Well in the 70s /80s we got turfed out in the street for 10 hours a day. I think people would call ss for that now.

trappedCatAsleepOnMe · 22/01/2026 15:30

I think it's a moral panic - with some underlying justified concern caught up in it.

I was 80s child - I was put in front of TV sometimes and grew up fine.

DC had limited screens and tried to be out and about with them when younger as much as possible. However cooking - they'd be in front of TV or at table colouring or playing. When I was ill - kept getting chest infections - and DH couldn't be off TV was great otherwise couldn't have cope. They watched number jack and later horrible histories and on computers did coding games and maths games.

It's moderation and what they are doing and yes I do think that gets missed or simplied as all screens are bad.

There are increasingly issues with children language s and speach - and behavior and school readiness probably easier to blame screens than other contributing factors.

MyHazelReader · 22/01/2026 15:31

soupyspoon · 22/01/2026 15:13

I grew up in the 70s and 80s and we were out on the streets after school and in holidays playing with the group of us. Different ages, some times the toddlers would come out but not for long as 10 year olds dont want to play with toddlers.

Its not shit parenting, its normal play, the parents would be cooking or gardening or cleaning cars, coming and going

No one called or would need to call social services

The problem is that everything is now called 'shit parenting' that involves leaving children to create their own play, to have time out and out, to be - gasp - unsupervised for a time.

Which isn't what the OP said, she said in the 90s toddlers would out on the streets with 9 year olds supervising while Mum smoked a fag and only now would that seem bad and result in a call to social services.

Which isn't true. I was a child in the 80s and even then toddlers with primary school kids supervising unless in the families garden or directly outside the house where Mum could see them would be a red flag that would draw comment and concern.

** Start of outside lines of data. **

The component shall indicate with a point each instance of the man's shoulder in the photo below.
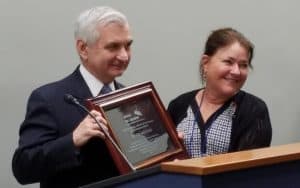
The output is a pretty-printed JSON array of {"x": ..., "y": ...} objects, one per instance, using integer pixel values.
[{"x": 57, "y": 87}]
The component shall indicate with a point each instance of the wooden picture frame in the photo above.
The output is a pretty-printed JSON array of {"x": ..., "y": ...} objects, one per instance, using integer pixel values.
[{"x": 140, "y": 126}]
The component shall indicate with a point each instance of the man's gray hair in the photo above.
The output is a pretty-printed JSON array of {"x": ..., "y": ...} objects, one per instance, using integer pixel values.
[{"x": 86, "y": 26}]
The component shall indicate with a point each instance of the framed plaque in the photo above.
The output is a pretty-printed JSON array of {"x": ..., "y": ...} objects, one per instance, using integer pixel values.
[{"x": 140, "y": 126}]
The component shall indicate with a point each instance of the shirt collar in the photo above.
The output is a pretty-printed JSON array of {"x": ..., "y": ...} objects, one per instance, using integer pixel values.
[{"x": 93, "y": 83}]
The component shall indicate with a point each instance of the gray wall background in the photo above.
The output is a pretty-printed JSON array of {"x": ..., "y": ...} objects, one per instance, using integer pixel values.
[{"x": 37, "y": 47}]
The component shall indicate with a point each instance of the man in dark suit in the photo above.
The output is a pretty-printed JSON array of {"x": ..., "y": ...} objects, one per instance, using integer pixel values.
[{"x": 60, "y": 145}]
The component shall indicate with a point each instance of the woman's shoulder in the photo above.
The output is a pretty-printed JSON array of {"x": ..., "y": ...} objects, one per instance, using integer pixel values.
[
  {"x": 186, "y": 96},
  {"x": 249, "y": 99}
]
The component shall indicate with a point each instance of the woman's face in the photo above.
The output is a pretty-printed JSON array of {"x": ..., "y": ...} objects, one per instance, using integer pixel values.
[{"x": 226, "y": 71}]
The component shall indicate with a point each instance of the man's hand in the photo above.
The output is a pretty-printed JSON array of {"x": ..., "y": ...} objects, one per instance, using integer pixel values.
[{"x": 88, "y": 128}]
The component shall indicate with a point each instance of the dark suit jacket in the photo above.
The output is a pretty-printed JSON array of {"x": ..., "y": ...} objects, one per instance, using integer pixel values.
[{"x": 46, "y": 152}]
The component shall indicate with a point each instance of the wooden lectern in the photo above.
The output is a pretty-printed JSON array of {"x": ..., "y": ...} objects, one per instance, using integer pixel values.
[{"x": 274, "y": 167}]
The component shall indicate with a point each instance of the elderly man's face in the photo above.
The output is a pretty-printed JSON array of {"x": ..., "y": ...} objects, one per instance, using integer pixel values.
[{"x": 110, "y": 55}]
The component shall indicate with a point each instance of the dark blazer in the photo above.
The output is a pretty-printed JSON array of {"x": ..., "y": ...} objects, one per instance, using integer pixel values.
[
  {"x": 46, "y": 152},
  {"x": 251, "y": 126}
]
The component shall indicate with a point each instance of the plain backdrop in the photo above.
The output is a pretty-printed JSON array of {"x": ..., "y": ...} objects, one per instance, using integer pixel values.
[{"x": 37, "y": 47}]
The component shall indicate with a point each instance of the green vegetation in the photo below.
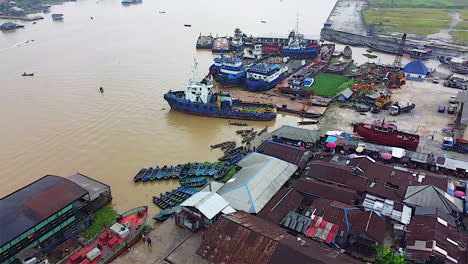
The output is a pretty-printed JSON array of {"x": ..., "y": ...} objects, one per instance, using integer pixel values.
[
  {"x": 419, "y": 3},
  {"x": 388, "y": 256},
  {"x": 327, "y": 84},
  {"x": 228, "y": 175},
  {"x": 422, "y": 21},
  {"x": 102, "y": 217}
]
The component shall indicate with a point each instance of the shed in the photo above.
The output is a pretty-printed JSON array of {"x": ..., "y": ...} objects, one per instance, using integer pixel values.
[
  {"x": 345, "y": 95},
  {"x": 256, "y": 183},
  {"x": 431, "y": 196},
  {"x": 416, "y": 71}
]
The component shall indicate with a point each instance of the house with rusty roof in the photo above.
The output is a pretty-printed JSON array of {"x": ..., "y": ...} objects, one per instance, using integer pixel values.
[
  {"x": 289, "y": 153},
  {"x": 243, "y": 238},
  {"x": 43, "y": 213},
  {"x": 432, "y": 237}
]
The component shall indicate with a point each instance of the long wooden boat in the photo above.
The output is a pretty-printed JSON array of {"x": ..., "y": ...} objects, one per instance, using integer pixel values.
[{"x": 113, "y": 241}]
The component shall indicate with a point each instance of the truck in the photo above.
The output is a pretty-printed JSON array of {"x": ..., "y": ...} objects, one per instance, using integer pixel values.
[
  {"x": 401, "y": 107},
  {"x": 459, "y": 145}
]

And I was a teenager in the 90s, James Bulger was murdered by children in 1993 which I vividly remember led to an obvious huge change in parents worrying about their children even playing outside their own front gate with other kids of a similar age or even slightly older.

So the idea of 3 year olds supervised by 9 year olds randomly roaming in the streets and that being seen as completely fine by observers, I'm not buying that.

APatternGrammar · 22/01/2026 15:32

Ablondiebutagoody · 22/01/2026 15:29

Matches my anecdotal experience. Modern classrooms are closer to One Flew Over the Cuckoo's Nest than what I understood a classroom to be like.

There's going to be a huge divide, I think. There are circles and schools in which being screen-free is very much the norm.

Hopingforaholiday · 22/01/2026 15:35

I really notice it in Florida on holiday as we are around a lot of small children and eating out daily. It’s been such a noticeable change over last 5 years or so compared to pre covid. We saw a family with 2 girls colouring in a restaurant once in whole holiday, when mine was younger children in restaurant would be colouring the menu with crayons (every chain gave them), buttering bread and saying they’d like apple juice to server. Now they are just out of it like a little zombie, often parent putting food in mouth. There’s so much to see in the parks bright colours, music yet parents have these attachments on buggies to hold the tablet or phone a few inches from their face.
It’s totally different use of tech compared to only a few years ago and not comparable at all to tv.